Monday, August 24, 2009

Morgan Stanley Wants Back in the Game

 

Back in May, Berkshire Hathaway (NYSE: BRK-A) co-chairman Charlie Munger remarked:

Banks that are 'too big to fail' shouldn't be allowed to be anything but boring. And that's how it used to be. Investment banking used to be a consulting business. It was extremely boring. The partners didn't make nearly the kind of money they do today. They were very conservative businesses.

There's no reason to have a system where every young man has $8 billion to play with and buy whatever he wants. It's incredibly stupid. It's absolutely crazy. If I were in charge, I'd take away everything from banks that wasn't boring.

Seems fair. Banks took on too much risk during the boom years, and it came back to bite 'em last fall. Naturally, we'd hope they'd move toward becoming stable, sustainable, conservative shops.

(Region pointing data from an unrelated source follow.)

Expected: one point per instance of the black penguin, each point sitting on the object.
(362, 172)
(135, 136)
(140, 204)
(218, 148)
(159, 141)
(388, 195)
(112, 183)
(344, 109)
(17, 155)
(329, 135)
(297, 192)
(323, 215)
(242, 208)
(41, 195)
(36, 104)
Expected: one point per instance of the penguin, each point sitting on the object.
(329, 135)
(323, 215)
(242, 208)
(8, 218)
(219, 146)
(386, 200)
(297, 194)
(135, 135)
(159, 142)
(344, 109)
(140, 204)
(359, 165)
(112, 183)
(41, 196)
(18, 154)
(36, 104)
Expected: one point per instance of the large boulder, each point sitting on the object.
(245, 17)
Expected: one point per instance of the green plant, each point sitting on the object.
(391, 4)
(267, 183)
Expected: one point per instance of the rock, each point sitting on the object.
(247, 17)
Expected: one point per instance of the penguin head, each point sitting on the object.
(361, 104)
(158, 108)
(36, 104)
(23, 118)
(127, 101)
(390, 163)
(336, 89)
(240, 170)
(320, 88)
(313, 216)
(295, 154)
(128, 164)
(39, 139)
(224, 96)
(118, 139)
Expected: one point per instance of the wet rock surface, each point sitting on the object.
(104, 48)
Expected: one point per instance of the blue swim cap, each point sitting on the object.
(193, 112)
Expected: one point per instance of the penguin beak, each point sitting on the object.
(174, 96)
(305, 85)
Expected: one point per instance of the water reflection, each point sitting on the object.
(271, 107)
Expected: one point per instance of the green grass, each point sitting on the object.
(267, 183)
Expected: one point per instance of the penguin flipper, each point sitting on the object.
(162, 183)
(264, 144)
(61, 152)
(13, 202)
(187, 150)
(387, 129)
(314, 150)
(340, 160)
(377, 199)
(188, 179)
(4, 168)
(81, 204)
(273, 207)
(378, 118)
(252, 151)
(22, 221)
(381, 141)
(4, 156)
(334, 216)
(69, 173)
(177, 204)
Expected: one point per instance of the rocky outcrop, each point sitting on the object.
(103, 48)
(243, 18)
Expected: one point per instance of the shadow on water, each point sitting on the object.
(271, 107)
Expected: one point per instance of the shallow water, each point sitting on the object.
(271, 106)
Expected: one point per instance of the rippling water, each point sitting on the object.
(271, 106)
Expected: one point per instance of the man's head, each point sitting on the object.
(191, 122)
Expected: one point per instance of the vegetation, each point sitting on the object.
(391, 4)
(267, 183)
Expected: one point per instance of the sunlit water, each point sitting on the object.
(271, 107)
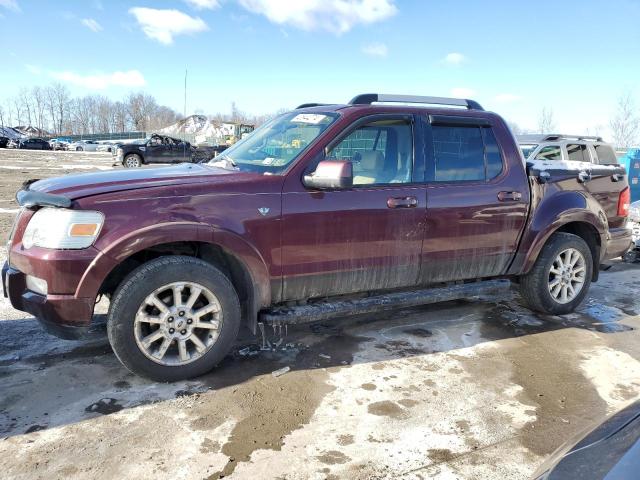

But don't tell that to Morgan Stanley (NYSE: MS). After dramatically scaling back its risk exposure after Lehman Brothers collapsed last fall, the bank's profits lagged those of Goldman Sachs (NYSE: GS) and JPMorgan Chase (NYSE: JPM). Frustrated, Morgan Stanley's now hiring 400 people to reenergize its sales and trading operations.

While sales and trading can take on many different forms -- including some, like market making, that are virtually risk-free -- it is, on the whole, the segment that transformed old-school Wall Street banks into the explosive giants we now know them as. It turns Munger's old "consulting businesses" into incredibly large, too-big-to-fail hedge funds.

Trading in fixed-income securities became quite lucrative after Bear Stearns and Lehman blew up, since the reduced competition benefited the survivors. Banks' current rush to cash in on trading profits isn't surprising; it's capitalism at work. More importantly, if Morgan Stanley didn't jump back into the trading game while competitors prospered, shareholders would likely oust management in favor of someone who would.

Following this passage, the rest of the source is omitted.